POLITICS

Andrew McCabe Said He Was 'Very Clear' With Congress That The FBI Was Investigating Trump

“I am confident that everyone in the room knew exactly what we were doing," McCabe said of his meeting with the Gang of Eight.

WASHINGTON ― Former FBI Deputy Director Andrew McCabe said Thursday that he was “very clear” with eight key members of Congress that the FBI had opened an investigation into President Donald Trump in the days after president fired former FBI Director James Comey.

“I was very clear describing the steps that we had taken and the reasons for those steps,” McCabe said Thursday, of his May 17 meeting with the so-called Gang of Eight. “I am confident that everyone in the room knew exactly what we were doing.”

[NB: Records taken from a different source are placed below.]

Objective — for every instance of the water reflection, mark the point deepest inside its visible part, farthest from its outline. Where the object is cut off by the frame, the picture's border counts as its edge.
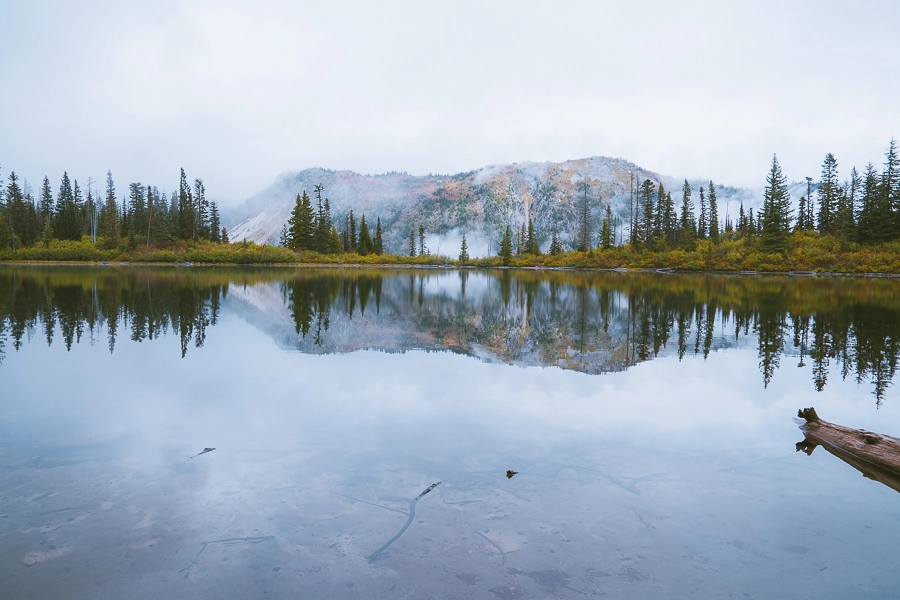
(587, 322)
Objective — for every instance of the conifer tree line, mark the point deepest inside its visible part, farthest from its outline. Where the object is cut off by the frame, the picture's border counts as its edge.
(863, 209)
(311, 228)
(143, 215)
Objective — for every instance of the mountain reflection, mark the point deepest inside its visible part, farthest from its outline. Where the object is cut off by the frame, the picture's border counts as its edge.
(587, 322)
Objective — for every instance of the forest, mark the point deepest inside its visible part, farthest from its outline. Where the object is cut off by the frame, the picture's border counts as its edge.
(842, 226)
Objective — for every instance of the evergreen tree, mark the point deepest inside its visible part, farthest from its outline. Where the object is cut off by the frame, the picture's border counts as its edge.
(801, 215)
(185, 209)
(659, 217)
(584, 229)
(645, 224)
(687, 231)
(532, 245)
(713, 214)
(555, 245)
(334, 242)
(829, 194)
(5, 237)
(364, 245)
(378, 241)
(201, 211)
(890, 193)
(703, 224)
(506, 247)
(606, 232)
(46, 208)
(868, 206)
(845, 225)
(15, 210)
(464, 250)
(301, 224)
(215, 225)
(775, 218)
(137, 208)
(67, 225)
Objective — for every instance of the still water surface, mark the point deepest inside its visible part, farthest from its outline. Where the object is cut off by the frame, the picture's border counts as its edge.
(649, 418)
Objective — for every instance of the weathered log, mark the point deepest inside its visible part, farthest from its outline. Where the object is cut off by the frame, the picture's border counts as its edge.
(875, 455)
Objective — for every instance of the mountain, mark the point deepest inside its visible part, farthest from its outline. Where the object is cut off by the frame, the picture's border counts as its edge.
(478, 203)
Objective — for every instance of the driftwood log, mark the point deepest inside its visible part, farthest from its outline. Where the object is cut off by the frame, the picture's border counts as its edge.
(875, 455)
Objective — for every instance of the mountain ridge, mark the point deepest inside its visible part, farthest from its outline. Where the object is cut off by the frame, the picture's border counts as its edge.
(479, 203)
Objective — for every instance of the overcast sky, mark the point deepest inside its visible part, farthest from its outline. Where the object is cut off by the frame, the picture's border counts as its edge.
(239, 92)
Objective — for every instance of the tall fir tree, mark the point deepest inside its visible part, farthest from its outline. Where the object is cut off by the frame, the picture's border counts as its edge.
(829, 193)
(379, 240)
(713, 214)
(646, 220)
(775, 218)
(46, 209)
(110, 213)
(703, 222)
(464, 250)
(215, 235)
(364, 245)
(687, 231)
(869, 206)
(506, 247)
(301, 224)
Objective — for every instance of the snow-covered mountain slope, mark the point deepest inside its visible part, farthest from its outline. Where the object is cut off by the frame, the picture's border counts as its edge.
(479, 203)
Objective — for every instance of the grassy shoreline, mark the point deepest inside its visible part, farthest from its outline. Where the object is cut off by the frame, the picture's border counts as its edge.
(809, 254)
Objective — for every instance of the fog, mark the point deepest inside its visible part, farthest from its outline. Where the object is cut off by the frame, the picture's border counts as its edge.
(237, 93)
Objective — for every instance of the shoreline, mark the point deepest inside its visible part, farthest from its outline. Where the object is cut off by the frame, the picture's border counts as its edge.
(301, 265)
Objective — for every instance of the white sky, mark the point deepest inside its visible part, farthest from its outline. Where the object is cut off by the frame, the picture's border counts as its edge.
(238, 92)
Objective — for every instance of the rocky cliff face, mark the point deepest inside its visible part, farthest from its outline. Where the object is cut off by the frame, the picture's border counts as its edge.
(479, 203)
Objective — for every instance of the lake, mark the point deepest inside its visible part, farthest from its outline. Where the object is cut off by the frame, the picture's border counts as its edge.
(402, 433)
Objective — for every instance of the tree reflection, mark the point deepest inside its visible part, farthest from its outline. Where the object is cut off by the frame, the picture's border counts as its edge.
(589, 322)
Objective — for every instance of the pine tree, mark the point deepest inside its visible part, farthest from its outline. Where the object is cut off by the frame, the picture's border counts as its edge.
(301, 224)
(464, 250)
(378, 241)
(868, 206)
(334, 242)
(67, 225)
(15, 210)
(46, 208)
(606, 232)
(201, 211)
(829, 194)
(185, 209)
(703, 224)
(845, 224)
(645, 200)
(531, 244)
(687, 231)
(890, 194)
(506, 247)
(555, 246)
(659, 218)
(775, 218)
(365, 245)
(352, 244)
(215, 225)
(713, 214)
(584, 233)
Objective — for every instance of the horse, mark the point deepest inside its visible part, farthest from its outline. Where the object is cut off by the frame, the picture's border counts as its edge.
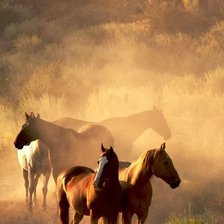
(97, 194)
(136, 186)
(126, 130)
(34, 161)
(65, 146)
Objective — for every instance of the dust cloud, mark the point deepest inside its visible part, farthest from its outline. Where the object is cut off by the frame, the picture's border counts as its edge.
(94, 60)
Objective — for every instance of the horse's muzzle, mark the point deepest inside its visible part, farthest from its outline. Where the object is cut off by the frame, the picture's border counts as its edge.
(18, 146)
(175, 183)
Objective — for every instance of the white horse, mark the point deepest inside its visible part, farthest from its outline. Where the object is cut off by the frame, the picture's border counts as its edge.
(34, 161)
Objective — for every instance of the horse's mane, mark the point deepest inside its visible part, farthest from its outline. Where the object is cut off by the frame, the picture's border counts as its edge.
(140, 167)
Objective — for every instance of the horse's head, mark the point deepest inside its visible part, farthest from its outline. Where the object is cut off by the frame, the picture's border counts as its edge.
(107, 168)
(163, 167)
(28, 132)
(160, 124)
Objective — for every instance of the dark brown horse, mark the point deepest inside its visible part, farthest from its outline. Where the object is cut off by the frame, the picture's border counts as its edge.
(126, 130)
(97, 194)
(66, 147)
(136, 186)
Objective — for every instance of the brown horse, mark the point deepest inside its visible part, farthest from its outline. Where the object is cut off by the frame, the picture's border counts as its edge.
(126, 130)
(66, 147)
(34, 161)
(136, 186)
(89, 193)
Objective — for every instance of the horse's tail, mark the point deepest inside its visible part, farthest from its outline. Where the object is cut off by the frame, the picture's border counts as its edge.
(62, 201)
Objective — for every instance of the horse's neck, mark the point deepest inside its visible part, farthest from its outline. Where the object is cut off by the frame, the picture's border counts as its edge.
(140, 171)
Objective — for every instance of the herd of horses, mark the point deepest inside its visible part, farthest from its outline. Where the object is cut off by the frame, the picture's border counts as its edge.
(114, 186)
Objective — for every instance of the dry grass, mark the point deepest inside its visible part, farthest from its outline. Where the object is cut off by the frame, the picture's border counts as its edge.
(114, 63)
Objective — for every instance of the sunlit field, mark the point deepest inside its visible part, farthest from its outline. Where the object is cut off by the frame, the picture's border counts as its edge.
(107, 64)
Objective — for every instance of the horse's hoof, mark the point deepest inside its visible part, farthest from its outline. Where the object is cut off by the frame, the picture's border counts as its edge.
(44, 208)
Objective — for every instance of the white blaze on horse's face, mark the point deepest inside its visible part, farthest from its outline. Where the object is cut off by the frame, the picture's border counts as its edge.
(102, 162)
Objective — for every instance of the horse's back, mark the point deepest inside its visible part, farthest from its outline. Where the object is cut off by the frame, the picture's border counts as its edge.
(72, 185)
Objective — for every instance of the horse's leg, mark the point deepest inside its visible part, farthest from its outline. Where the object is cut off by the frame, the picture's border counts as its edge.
(44, 188)
(31, 187)
(143, 217)
(26, 183)
(126, 217)
(93, 217)
(35, 181)
(55, 174)
(63, 205)
(77, 218)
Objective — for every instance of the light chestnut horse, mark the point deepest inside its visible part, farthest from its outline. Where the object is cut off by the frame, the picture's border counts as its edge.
(136, 185)
(126, 130)
(34, 161)
(66, 147)
(97, 194)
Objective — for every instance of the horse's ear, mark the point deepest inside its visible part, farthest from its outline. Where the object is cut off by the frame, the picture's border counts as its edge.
(102, 148)
(32, 115)
(27, 116)
(162, 147)
(111, 149)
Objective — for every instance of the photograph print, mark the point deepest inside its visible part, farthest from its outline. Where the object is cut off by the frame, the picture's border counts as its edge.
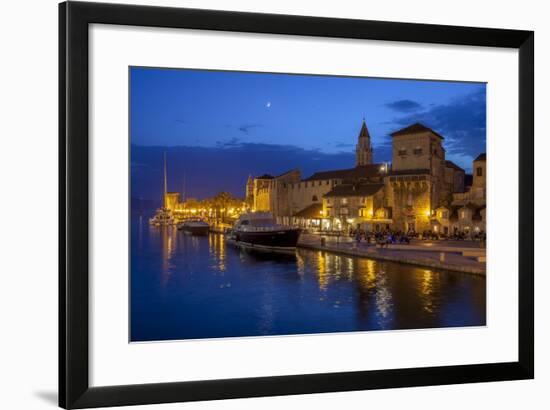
(275, 204)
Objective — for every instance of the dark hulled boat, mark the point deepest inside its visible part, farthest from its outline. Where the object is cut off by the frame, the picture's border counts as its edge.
(194, 227)
(259, 230)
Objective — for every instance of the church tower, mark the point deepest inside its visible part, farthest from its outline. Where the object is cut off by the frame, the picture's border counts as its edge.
(363, 151)
(250, 191)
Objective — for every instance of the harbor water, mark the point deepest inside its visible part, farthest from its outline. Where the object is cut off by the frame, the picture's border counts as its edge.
(194, 287)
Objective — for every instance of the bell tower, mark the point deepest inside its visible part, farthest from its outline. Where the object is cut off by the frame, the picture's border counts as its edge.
(363, 150)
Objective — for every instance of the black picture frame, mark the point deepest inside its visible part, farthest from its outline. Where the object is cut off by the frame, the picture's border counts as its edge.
(74, 387)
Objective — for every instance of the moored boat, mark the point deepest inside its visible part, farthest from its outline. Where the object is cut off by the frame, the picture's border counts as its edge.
(259, 230)
(163, 217)
(194, 227)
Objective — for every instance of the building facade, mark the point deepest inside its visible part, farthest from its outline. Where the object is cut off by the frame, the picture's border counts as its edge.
(467, 211)
(413, 193)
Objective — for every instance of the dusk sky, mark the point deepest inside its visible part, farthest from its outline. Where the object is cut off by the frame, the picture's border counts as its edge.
(246, 120)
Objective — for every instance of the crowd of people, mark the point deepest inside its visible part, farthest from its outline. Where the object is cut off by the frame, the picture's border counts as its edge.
(386, 237)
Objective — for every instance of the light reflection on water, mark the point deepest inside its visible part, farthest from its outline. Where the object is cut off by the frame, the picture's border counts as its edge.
(188, 287)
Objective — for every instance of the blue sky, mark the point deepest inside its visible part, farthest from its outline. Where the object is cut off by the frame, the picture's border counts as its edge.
(314, 117)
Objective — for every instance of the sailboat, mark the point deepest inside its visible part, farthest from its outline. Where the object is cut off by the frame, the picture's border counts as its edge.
(163, 216)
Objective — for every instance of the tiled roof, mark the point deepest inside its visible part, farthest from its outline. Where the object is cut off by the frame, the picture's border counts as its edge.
(354, 190)
(363, 171)
(451, 164)
(414, 129)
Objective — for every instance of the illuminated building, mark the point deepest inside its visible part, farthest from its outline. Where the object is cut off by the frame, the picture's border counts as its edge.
(410, 194)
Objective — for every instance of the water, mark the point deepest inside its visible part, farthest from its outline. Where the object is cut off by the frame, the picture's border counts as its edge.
(186, 287)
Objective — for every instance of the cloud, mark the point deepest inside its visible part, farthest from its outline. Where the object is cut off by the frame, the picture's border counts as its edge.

McCabe has been on the media circuit this week in connection with his new book, The Threat: How the FBI Protects America in the Age of Terror and Trump. He sat down with a number of reporters who cover the Justice Department on Thursday morning to discuss his book and his role in the ongoing special counsel investigation being led by Robert Mueller.

McCabe elaborated on his meeting with the Gang of Eight in which he informed them of the span of the Russia probe, including the ongoing investigations of four Trump associates as well as the opening of an investigation of Trump. He previously said that “no one objected” when he informed the group of the opening of the probe into Trump. The meeting took place the same day that Deputy Attorney General Rod Rosenstein appointed Mueller as special counsel.

“We felt as a result of the president’s actions and his words ― and culminating with the firing of Jim Comey and the comments that he made [in] the press in the days that followed ― we felt that at that point we had the requisite predication to open an investigation specifically on the president,” McCabe said. He said they were concerned both that a violation of federal law might have occurred, and that there might be a threat to national security. 

McCabe played pivotal roles in the two investigations that swirled around the 2016 presidential campaign: the much-discussed investigation into Hillary Clinton’s use of personal email while she was secretary of state, and the then-secretive investigation into the Trump campaign’s potential involvement in Russian interference in the 2016 election. He prepared memos on his conversations with Trump that were subsequently provided to Mueller’s team.

McCabe was fired in March 2018, just hours before his official retirement date. A Justice Department inspector general report ― the conclusion of which McCabe disputes ― found that McCabe lacked candor about authorizing a subordinate to talk to the press for a story during the 2016 campaign.

His attorney, Michael Bromwich, confirmed Thursday that McCabe remains under investigation by the U.S. Attorney’s Office for the District of Columbia following a referral from the Justice Department inspector general. Bromwich, a former DOJ inspector general himself, said that his team was in “continuing communication with” federal prosecutors.

McCabe said Thursday that Republicans on Capitol Hill were engaged in a “consistent and obvious attempt” to protect the president by undermining law enforcement. McCabe, a Republican for most of his life, no longer identifies with the party.

“I can’t imagine voting for a Republican candidate right now,” McCabe said in response to a question from HuffPost.